Persian holiday marks coming of spring
March 20, 2017
With tables full of seasonal treats and joyous company, millions across the globe began celebrations of the coming of spring today during the first day of Nowruz, the 13-day Persian New Year holiday.
“Nowruz offers a chance to wish for prosperity in the life of the new year,” junior Sophia Davari, who celebrates the holiday, said. “We celebrate old mistakes and negative energy and leaving it in the past to move on completely to a fresh start.”
The annual secular holiday commemorates rebirth and health of life on the exact vernal equinox, around March 21. In 2017, the precise spring equinox, tahvil, occurred early this morning at roughly 3:28 a.m. Pacific Standard Time.
Preparations for Nowruz begin the last Wednesday before the equinox, on Chaharshanbe Suri, where communities jump over fires to represent burning away the the past year, according to Davari.
“We are celebrating a culture that’s been around for thousands of years and it has nothing to do with religion,” Davari’s mother Allaleh Khalatbari said. “It has to do with history, poetry, science, and all of the achievements that the Persian empire has created. We get to celebrate simply being Persian.”

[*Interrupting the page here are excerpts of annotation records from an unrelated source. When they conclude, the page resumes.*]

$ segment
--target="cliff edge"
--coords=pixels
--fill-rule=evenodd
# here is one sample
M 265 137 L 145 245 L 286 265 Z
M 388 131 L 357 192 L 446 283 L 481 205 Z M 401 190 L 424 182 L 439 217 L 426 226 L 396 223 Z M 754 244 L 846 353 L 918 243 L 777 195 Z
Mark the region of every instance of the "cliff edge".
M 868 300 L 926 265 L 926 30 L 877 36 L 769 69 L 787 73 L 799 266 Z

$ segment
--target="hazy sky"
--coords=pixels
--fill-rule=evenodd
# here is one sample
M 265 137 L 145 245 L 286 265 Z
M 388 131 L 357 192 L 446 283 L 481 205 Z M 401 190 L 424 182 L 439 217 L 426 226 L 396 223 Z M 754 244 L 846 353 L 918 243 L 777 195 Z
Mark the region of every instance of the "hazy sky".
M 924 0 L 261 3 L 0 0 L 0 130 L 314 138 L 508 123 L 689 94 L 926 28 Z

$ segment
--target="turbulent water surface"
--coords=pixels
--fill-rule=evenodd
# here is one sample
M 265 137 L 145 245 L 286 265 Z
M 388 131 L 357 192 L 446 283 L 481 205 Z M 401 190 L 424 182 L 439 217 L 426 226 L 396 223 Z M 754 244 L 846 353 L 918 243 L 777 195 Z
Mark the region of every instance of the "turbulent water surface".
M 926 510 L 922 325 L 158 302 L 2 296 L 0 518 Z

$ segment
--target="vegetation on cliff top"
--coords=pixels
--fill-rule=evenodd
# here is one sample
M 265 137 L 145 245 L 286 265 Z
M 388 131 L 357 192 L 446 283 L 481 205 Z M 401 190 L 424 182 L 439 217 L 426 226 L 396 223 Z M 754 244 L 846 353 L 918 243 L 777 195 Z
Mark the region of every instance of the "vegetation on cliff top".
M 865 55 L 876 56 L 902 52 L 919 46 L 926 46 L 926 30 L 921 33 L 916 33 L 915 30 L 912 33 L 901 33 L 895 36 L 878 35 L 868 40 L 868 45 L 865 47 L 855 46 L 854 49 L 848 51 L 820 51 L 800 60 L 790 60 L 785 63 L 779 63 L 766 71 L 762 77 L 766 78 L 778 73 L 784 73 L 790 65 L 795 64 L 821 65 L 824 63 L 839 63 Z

Families and friends celebrating Nowruz convene to honor rebirth and life’s beauty with music, activities, and most notably, a grand feast.
During the holiday, Persians dine at traditional table spreads, haft sins, topped with seven lucky items — sib (apple), sabze (grass), senjed (sea-buckthorn), serkeh (vinegar), samanu (sweet paste), somaq (sumac), and seer (garlic) — which represent the important parts of spring renewal in almost two weeks of herb-filled meals.
“Iran is a really multiethnic and multireligious state and that often gets of lost in the media,” Roma Parhad, Program Manager of the Iranian Studies Program at Stanford University, said. “Having a holiday like Nowruz that is not religious brings people across beliefs and across divisions in a nice way to just celebrate being Iranian.”
In about two weeks, Persians will wrap up the marking of the new year with Sizdebedar, a day dedicated to the outdoors with picnics, community, and thanking nature.
“Nowruz is the one thing that my family brought from Iran,” Davari said. “It’s a tradition from their native land that ties us back to our culture each year even if we are not back in Iran.”